Sie war aus dem Dunkel zu rasch in den Tag geboren, nun sah sie nichts als das Licht an den Dingen, das siegreiche Licht und seinen unheimlichen Bruder, den Schatten.
Alles was war, wurde dem Auge in Licht geboren; der dämmrige Raum und die weithin schimmernde Ferne, die Menschen darin und die Bäume: alles war angetan mit einer Krone von Licht und mit dem Schleppengewand seiner Schatten.
Alles war Wunder, was den Augen Wirklichkeit hieß, und wurde Erscheinung im Märchenkleid seiner Beleuchtung.

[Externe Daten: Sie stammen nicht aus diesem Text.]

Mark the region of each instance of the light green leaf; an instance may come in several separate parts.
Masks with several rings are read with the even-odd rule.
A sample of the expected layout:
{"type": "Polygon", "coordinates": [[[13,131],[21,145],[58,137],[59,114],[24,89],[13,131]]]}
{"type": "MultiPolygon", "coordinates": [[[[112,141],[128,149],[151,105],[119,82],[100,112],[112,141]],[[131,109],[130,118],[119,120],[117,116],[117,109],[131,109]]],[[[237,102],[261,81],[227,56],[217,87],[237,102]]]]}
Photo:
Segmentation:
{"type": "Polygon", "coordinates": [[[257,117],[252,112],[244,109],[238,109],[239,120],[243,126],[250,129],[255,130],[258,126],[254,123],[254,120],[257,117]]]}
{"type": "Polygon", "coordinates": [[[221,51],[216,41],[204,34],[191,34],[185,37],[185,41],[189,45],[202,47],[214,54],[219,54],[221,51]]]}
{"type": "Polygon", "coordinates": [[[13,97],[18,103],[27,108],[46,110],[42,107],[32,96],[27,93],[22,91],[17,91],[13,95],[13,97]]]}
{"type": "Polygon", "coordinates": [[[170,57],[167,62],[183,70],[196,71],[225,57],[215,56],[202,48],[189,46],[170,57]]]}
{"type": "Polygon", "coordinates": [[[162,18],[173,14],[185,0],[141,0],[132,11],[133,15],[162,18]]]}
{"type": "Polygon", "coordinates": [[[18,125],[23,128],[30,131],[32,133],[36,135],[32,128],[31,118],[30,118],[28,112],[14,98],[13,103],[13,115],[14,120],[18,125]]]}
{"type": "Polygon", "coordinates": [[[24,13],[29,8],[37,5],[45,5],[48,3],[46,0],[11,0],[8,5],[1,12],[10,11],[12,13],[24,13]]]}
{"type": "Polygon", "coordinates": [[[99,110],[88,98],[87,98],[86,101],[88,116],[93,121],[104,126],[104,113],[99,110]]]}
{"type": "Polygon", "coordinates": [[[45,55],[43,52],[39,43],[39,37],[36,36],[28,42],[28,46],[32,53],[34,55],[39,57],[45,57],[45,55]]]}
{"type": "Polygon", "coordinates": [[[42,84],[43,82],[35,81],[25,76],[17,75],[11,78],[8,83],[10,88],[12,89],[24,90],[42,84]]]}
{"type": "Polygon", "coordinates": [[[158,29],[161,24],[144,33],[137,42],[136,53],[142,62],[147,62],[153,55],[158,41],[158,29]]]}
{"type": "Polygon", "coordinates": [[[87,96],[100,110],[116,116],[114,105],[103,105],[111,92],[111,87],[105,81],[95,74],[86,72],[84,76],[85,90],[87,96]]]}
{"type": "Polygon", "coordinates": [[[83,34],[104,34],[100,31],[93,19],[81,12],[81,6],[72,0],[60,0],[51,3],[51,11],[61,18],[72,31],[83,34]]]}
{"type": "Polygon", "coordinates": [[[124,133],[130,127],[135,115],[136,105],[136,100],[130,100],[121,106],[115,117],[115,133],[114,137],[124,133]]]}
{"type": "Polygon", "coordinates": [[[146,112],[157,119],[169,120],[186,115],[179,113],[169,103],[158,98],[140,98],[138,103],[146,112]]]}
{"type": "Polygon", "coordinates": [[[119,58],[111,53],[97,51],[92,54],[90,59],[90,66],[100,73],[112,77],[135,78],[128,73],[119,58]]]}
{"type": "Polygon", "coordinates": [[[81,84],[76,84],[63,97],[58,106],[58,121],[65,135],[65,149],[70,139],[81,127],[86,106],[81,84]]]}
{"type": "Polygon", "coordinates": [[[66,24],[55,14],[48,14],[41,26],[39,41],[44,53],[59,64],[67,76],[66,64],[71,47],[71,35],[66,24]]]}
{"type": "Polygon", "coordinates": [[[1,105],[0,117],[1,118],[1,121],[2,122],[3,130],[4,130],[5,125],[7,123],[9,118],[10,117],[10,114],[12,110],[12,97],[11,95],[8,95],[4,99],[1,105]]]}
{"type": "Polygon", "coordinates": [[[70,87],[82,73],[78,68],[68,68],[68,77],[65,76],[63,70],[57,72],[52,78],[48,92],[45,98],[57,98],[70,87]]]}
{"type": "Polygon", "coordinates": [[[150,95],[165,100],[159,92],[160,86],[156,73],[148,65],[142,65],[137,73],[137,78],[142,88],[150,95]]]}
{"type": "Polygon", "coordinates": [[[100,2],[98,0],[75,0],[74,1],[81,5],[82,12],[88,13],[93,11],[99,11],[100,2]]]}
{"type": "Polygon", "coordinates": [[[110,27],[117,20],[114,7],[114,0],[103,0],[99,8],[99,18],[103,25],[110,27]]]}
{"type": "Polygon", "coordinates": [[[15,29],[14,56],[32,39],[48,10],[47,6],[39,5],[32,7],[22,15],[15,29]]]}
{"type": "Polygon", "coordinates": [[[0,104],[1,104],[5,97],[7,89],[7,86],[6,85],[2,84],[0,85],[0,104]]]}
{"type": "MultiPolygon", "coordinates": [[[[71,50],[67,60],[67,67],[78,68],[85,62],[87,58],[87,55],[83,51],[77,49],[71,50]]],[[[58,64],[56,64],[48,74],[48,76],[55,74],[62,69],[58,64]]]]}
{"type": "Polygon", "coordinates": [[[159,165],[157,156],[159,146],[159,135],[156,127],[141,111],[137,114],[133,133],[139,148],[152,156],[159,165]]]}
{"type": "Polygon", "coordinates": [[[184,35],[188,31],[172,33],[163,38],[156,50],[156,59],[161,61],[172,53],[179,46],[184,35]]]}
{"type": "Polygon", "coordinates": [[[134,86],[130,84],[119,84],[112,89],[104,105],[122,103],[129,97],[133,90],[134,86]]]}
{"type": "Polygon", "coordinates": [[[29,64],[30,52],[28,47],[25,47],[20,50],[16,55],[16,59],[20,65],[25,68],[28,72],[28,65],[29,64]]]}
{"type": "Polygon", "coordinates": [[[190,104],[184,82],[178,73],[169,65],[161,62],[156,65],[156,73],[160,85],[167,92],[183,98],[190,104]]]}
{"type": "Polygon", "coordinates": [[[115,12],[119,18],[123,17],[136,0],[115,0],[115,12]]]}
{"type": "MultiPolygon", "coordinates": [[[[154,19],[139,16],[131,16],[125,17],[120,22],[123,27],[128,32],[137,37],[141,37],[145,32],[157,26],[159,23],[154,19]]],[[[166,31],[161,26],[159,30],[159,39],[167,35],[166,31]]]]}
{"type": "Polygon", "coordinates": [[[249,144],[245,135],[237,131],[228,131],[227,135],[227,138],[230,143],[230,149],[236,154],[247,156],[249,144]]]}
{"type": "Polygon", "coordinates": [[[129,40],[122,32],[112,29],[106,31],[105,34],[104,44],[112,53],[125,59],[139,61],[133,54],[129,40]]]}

Und wenn die Seele die staunenden Augen zumachte, war das Wunder nicht aus: dann standen die Räume inwendig gleich so im zarten Helldunkelgeheimnis, schritten Gestalten ihr zu, magisch umleuchtet oder zu dunklen Gruppen gespenstisch vereinigt vor den schimmernden Gründen.
Und waren nicht mehr die Menschen des Tages; als ob die Seele ein Zauberglas wäre, durch Zeit und Raum alle Fernen des irdischen Daseins zu spiegeln, so kamen sie an aus der alt- und neuen Geschichte, aber zumeist aus der Bibel:
David und Saul und die heroische Esther, die Erzväter und der geblendete Simson; und hatten die Kleider an, wie sie die Juden in Amsterdam trugen, faltenfarbige Gewänder und buntes Geschmeide.
So war der Sohn des Müllers in Leiden, der als ein Meistergesell der Schilderkunst nach Amsterdam kam, ein Märchenprinz seiner Augen, und hatte die Hände geübt, die Zauberkünste des Lichts aus den Raumtiefen der staunenden Seele auf seine Tafeln zu bringen.
Da liefen ihm bald die Ratsherren zu und die reichen Kaufleute, sein Wunder mit gnädigen Worten und auch mit silbernem Kauf zu belohnen; und Saskia trat aus der Lichtflut sonniger Träume lächelnd und lockend in seine Wirklichkeit ein.
Sie wohnte mit ihm und hieß seine Frau, und es wurde ein glühendes Glück um den Sohn des Müllers aus Leiden in seinem kostbaren Haus, darin sich die Pracht und die Schönheit jubelnd und inniger fanden als in dem prunkenden Schloß zu Versailles.